SendGrid, an email delivery platform that counts Pinterest, Uber and Glassdoor among many others that use its technology to engage with their customers, has just raised $20.7 million in Series C funding led by Bain Capital Ventures. (The company has now raised $48 million altogether.)
Last week, we chatted with SendGrid’s new CEO, Sameer Dholakia, a former key Citrix cloud executive, about what the round says about the five-year-old, Boulder, Co.-based company and the email industry more broadly.
You joined SendGrid roughly six weeks ago. Why the management change?
The company had a terrific CEO, Jim Franklin, who helped grow the company from a couple of million in sales to a company that now has 180,000 customers. But he and the board thought it was the right time to make a transition.

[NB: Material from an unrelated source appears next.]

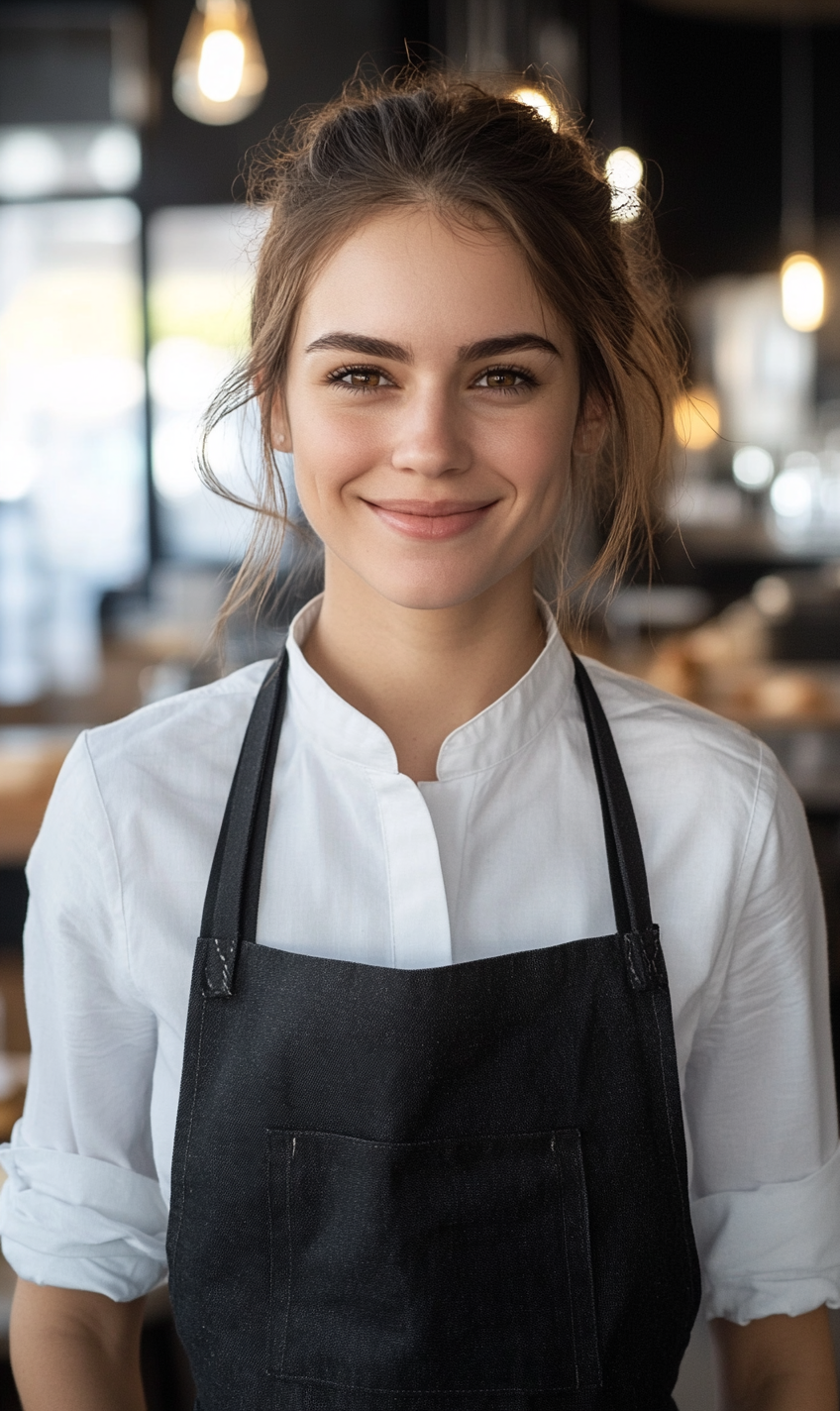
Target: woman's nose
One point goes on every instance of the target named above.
(432, 438)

What are you looking to do with this new funding?
One thing we’re looking to do with this Series C is to accelerate our product innovation and new product lines to kind of diversify the business. One of two themes that we’ll push along is big data. You can imagine that [given the scale of our business], there are insights we can glean and actions we can take on behalf of our customers to make them more effective communicators with their users. We want to take a more holistic approach to email marketing.
Can you elaborate?
Not a lot without giving too much away. But as a brand, any customer knows about its users. Their digital fingerprints are significant, from their use of a site, how frequently they open emails, their purchase activity. We want to use that data to create insights that were previously unavailable. At the end of the day, email is an interaction with your user, and you want to customize that interaction based on everything you know.

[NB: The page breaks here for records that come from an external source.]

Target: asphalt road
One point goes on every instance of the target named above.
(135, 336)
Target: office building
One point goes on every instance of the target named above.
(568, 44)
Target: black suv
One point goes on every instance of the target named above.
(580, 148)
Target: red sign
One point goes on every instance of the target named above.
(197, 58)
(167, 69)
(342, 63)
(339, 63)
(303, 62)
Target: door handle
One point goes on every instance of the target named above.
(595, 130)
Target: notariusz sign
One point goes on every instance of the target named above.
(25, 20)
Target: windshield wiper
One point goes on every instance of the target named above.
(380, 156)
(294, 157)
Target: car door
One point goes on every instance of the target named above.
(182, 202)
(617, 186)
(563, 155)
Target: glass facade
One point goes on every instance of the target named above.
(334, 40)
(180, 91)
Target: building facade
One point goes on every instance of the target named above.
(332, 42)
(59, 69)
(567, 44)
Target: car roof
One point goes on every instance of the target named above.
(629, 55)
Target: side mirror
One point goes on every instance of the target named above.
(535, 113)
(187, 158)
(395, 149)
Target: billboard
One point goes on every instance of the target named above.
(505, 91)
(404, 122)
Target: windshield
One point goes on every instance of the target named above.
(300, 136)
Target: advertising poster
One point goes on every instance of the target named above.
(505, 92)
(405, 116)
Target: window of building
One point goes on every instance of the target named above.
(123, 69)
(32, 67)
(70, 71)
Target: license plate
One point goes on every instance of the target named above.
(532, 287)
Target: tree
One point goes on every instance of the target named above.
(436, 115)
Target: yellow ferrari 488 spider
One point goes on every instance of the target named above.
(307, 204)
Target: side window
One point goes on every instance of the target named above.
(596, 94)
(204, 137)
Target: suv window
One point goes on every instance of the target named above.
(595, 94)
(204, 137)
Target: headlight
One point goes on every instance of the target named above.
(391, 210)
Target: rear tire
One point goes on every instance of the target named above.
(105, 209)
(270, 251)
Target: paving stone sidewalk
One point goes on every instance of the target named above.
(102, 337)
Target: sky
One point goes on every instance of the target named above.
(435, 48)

How many employees does SendGrid have now, and is it profitable?
We don’t share information about our finances, but we’ve grown from 150,000 to 180,000 customers over just the last six months, and we’ve sent 300 billion emails, up from 200 billion eight months ago.
We have 250 employees. We’ve probably added 100 in just the past year, and we’ll be looking to add [roughly another 100] in the next 12 months. It’s a low-touch, go-to-market model, so the size of our direct sales team is minuscule, which is great. It allows us to invest an incredible amount in engineering and technical account mangers and support. A lot of art and science goes into ensuring that our customers’ trusted email makes it to the inbox. We have a double-digit size team that focuses on nothing but catching bad guys on our system and shutting them down.

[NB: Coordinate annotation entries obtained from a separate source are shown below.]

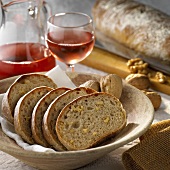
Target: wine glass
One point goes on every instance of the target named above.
(70, 37)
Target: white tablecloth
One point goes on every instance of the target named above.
(108, 162)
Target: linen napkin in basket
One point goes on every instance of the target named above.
(153, 151)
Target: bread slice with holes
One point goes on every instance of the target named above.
(90, 120)
(21, 86)
(51, 115)
(23, 112)
(38, 114)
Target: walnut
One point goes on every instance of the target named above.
(112, 84)
(140, 81)
(154, 97)
(160, 77)
(93, 84)
(137, 65)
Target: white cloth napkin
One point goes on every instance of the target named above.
(62, 80)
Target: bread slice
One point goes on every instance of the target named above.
(50, 116)
(23, 112)
(89, 120)
(38, 114)
(20, 87)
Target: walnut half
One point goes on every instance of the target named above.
(112, 84)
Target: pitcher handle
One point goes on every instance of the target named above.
(47, 9)
(2, 22)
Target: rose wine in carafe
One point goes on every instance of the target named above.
(21, 58)
(70, 46)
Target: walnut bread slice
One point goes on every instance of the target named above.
(51, 115)
(23, 112)
(20, 87)
(38, 114)
(89, 120)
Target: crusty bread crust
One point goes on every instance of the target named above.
(23, 112)
(38, 114)
(89, 120)
(135, 25)
(51, 115)
(21, 86)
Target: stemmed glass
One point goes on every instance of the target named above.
(70, 37)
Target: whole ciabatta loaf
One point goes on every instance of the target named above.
(38, 114)
(135, 25)
(51, 115)
(20, 87)
(23, 112)
(89, 120)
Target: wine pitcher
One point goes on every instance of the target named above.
(22, 37)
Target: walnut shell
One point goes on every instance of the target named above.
(154, 97)
(112, 84)
(93, 84)
(140, 81)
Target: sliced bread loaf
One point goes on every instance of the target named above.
(89, 120)
(38, 114)
(23, 112)
(50, 116)
(20, 87)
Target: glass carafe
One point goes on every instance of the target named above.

How much does your service cost?
We have a broad base of customers who might be spending a few hundred dollars a month, all the way to some of our largest customers, and they’re in the range of [spending] many tens of thousands of dollars per month.
New management, new funding. Is it fair to think that you’re eyeing an IPO in the next couple of years?
Certainly, if our growth rates continue at their current clip, we hope to look toward that in the not-too-distant future.